Lattice has also been moving into mid-sized FPGAs with new product launches in recent quarters. These "bigger" FPGAs with more logic blocks are used in more complex functions, like in some parts of data centers, high-end networking and telecom equipment, and more advanced self-driving features in cars.

In recent years, in search of better financial efficiency, both Intel and AMD have sunsetted some of their small- and mid-sized FPGA product lines. This has left the door open for Lattice to expand its customer base and sell a broader range of FPGA chips to existing customers once this current industry downtrend is over.

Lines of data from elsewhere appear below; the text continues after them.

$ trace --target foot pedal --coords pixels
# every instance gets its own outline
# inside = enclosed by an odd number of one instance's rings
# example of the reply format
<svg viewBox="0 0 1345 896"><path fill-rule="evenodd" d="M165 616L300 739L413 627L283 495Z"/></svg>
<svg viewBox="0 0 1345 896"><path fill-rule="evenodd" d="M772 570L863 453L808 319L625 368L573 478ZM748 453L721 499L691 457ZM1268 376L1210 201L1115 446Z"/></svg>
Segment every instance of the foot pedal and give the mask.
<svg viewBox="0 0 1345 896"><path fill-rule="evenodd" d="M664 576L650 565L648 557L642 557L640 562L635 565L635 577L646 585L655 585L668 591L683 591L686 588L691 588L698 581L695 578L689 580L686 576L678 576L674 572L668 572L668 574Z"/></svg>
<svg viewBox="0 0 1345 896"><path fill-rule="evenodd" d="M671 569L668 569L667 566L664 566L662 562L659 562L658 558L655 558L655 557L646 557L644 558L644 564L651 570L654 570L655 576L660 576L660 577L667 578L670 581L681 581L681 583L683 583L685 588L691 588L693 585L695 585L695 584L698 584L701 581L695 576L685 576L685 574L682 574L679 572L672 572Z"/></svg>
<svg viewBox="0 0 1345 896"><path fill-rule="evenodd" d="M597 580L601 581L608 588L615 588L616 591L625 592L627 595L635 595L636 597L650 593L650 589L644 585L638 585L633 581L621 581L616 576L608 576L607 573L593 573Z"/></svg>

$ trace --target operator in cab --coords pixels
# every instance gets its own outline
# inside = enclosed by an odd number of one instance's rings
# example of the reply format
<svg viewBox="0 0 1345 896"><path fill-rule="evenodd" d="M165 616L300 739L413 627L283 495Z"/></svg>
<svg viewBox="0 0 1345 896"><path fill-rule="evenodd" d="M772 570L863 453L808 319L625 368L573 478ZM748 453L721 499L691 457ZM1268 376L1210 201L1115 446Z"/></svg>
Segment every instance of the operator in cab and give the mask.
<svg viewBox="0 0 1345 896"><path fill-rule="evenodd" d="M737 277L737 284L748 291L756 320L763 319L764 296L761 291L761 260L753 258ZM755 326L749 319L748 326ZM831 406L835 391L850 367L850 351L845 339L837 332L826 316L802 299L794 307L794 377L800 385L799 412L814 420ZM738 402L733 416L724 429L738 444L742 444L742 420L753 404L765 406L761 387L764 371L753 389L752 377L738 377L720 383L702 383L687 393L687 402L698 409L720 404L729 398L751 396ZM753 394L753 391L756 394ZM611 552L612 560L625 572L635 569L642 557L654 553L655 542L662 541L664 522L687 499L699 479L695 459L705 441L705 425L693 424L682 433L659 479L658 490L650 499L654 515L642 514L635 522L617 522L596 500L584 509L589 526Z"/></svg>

It's not just Lattice benefiting either. In its latest earnings call, Microchip also called out Intel and AMD's sunsetting of mid-sized FPGAs, an area of the industry that Microchip has been making waves in.

The upshot for Lattice

Now, while it may make financial sense for Intel and AMD to try and tighten up their product lineups and cede some share for Lattice, this has a jointly positive effect for Lattice. Less competition means Lattice could sell more and boost its profit margins, too. And, of course, with all sorts of AI applications beginning to proliferate across multiple industries, Lattice small- and mid-sized FPGAs could be more important than ever before.

The stock does trade for a premium of nearly 60 times current-year expected EPS. However, bear in mind that includes the steep falloff in earnings in Q1 and expected earnings in the next few quarters as Lattice rallies out of the chip industry downturn. I remain a happy shareholder with an eye on this small company's potential for higher sales and profit margins for years to come.